The Oxford Housing Sprint is an assembly of 56 practitioners, academics, and disruptors aiming to bring radical realism and energy to bear on the UK’s national housing emergency, organised and hosted by Oxford Saïd.
Informed by three pieces of specially commissioned research from four University of Oxford academics, the Sprint generated 13 practical ways to boost housing supply. The ideas spanned better use of data to pinpoint housing need, new sources of finance, more flexible home types and tenures, initiatives to mobilise local support for homebuilding and ways to release more land.
Here are ways in which tech has responded to the housing crisis financially, as reported by Andrew Baum and Qizhou Xiong
Private market products
In the proptech wave of 2008-2019, there have been many innovations including online mortgage brokers, house purchase websites, rental brokers, and some products aimed directly at the intending owner occupier short of adequate equity or debt finance.

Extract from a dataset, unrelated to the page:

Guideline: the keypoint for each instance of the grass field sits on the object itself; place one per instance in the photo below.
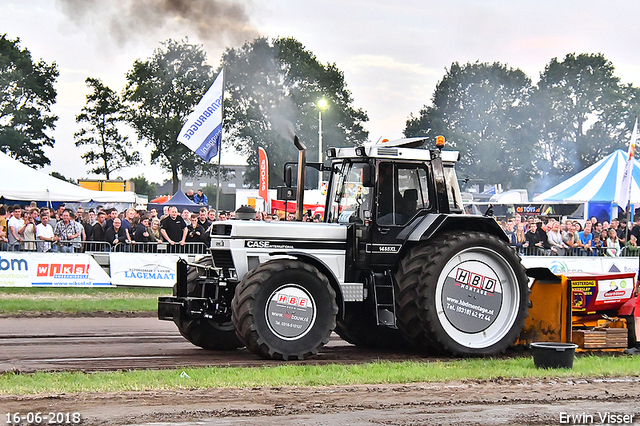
(19, 300)
(309, 375)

Such innovations have included crowdfunding and peer-to-peer lending, shared ownership and equity loans, crowdfunding and peer-to-peer lending. Capital raising in the private markets remains a vital, difficult activity. Equity may be appealing, but it is generally more time consuming to raise than debt. Hence, we can observe tech-driven entrepreneurial activity in the raising of equity.
The shared economy model, real estate crowdfunding, has captured the imagination of young entrepreneurs and SME developers. Crowdfunding has the potential to resolve the capital requirement problem for less financially capable buyers, but also to remove geographical barriers. Reducing the minimum deal size for an investor should widen the potential buyer base and the pool of available capital.
Capital raisers – Brickvest, Property Partner, CapitalRise, Property Crowd, Property Moose, Piggyback and Mashvisor, in the somewhat patronising yet hopeful words of the latter, have claimed to “let average people become savvy individual investors to make profitable real estate investments and rental strategy decisions through an online platform that instantly aggregates real estate data”.
Increasingly, platforms such as Cogress or Shojin are using their own crowdfunding solutions as a retail distribution channel to fund single property investments and developments. Single properties are unregulated, so the result of the collision of retail crowdfunding and regulated investment management business is yet to become clear.
The mechanism used for more sophisticated investments involves retail investors being grouped into one limited partnership, advised by the platform. Whether good advice is being proved by professionals in these platforms is at best unclear. Debt crowdfunding and mortgage platforms including Trussle and pioneer peer-to-peer real estate lending platform LendInvest are also in place. As are a fascinating group of residential co-ownership sites including the Unmortgage and Stride Up, whose proposition is to help prospective homeowners without adequate deposits co-invest with equity-rich capital providers.
Up to 2016, real estate crowdfunding had raised $3.5bn for 125 companies in the US, around 10% of global crowdfunding capital raised. However, the crowdfunding and peer-to-peer lending markets have since seen several failures and lack any real scale.
Shared ownership and equity loans
Startups offering private shared ownership schemes include StrideUp, Unmortgage, HoP, Your Home and others. These are private market shared ownership products through which no debt is used in the house purchase but a minority owner, who is also occupier, co-invests with a particular capital source or with a pool of capital which in turn charges a rent for their commitment.
This is useful for intending homeowners with insufficient deposits but has been undercut at the lower end of the market by government Help to Buy equity loans. We have also seen the emergence of equity loan providers such as Ahauz, Proportunity and others. These organisations will provide cash to bridge the deposit shortfall in return for a minority equity position. Shared ownership and equity loan products have all struggled to achieve scale, although some have managed to raise Series A venture capital funding.